The narrative continues: “But as he considered these things, behold, an angel of the Lord appeared to him in a dream, saying, ‘Joseph, son of David, do not fear to take Mary as your wife, for that which is conceived in her is from the Holy Spirit. She will bear a son, and you shall call his name Jesus, for he will save his people from their sins’” (Matthew 1:20–21).
Dreams were a common way for angels to speak to people in the Bible. An angel appeared in this way to Jacob (Genesis 31:11), Daniel (Daniel 4:13), and Zechariah (Zechariah 4:1). He would speak to Joseph in this way again later (Matthew 2:13, 19). He called him “son of David,” the only time a person other than Jesus is given this title in the New Testament.
As a result, “When Joseph woke from sleep, he did as the angel of the Lord commanded him: he took his wife, but knew her not until she had given birth to a son. And he called his name Jesus” (Matthew 1:24–25).
Joseph obeyed the angel at considerable risk to himself. When he married a pregnant woman, society would assume that the child was his and that the couple had been promiscuous. In agreeing to provide parental protection for this child, he was obligating himself to a dangerous and difficult life. How dangerous, he would soon discover.
Joseph was obedient in three ways. He “took his wife,” completing their engagement and giving her the protection of his home and name. He “knew her not until she had given birth to a son” so that there would be no question that the child was not his. And he “called his name Jesus” rather than a family name to reveal to the world the purpose of the Son of God.
“Jesus” is the Greek form of the Hebrew “Joshua” or “Yeshua,” from the root meaning “to save.” He is our “Savior,” the one who saves us from the penalty of our sins. Our failures have separated us from our holy God, and the payment for sin is death (Romans 6:23). Jesus’ death in our place paid this debt so we could be given eternal life.
Three Father’s Day questions
Joseph is the silent man of Scripture. He never speaks a word in all the gospels. But his life and faith were so surrendered to God that Jesus could refer to his Father by the title he first used for his father: “Abba,” Daddy (Mark 14:36).
Now it’s our turn. Following Joseph as our model, let’s ask ourselves three Father’s Day questions:
How can we love our wives as sacrificially as Joseph loved Mary?
It’s been said that the best way to love our children is to love their mother. We then model a healthy and loving marriage for them to emulate and give them the gift of a loving and healthy home.
How can we serve our children as sacrificially as Joseph served Jesus?

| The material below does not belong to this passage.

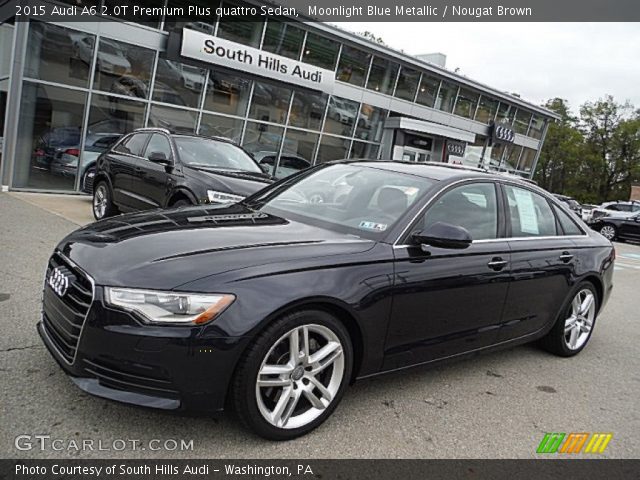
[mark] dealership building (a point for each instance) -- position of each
(294, 93)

It’s been said that few people think more highly of the Lord than they think of their father. When we love and serve them, we model the love and compassion of our Lord. George Herbert was right: “One father is more than a hundred schoolmasters.”
How can we obey our Lord as sacrificially as Joseph obeyed his Lord?
We cannot give what we do not have or lead where we will not go. Charles Spurgeon advised: “Train up a child in the way he should go—but be sure you go that way yourself.”
Ronald Reagan was right: “All great change in America begins at the dinner table.”
Let’s be the change we wish to see, beginning in our homes, to the glory of God.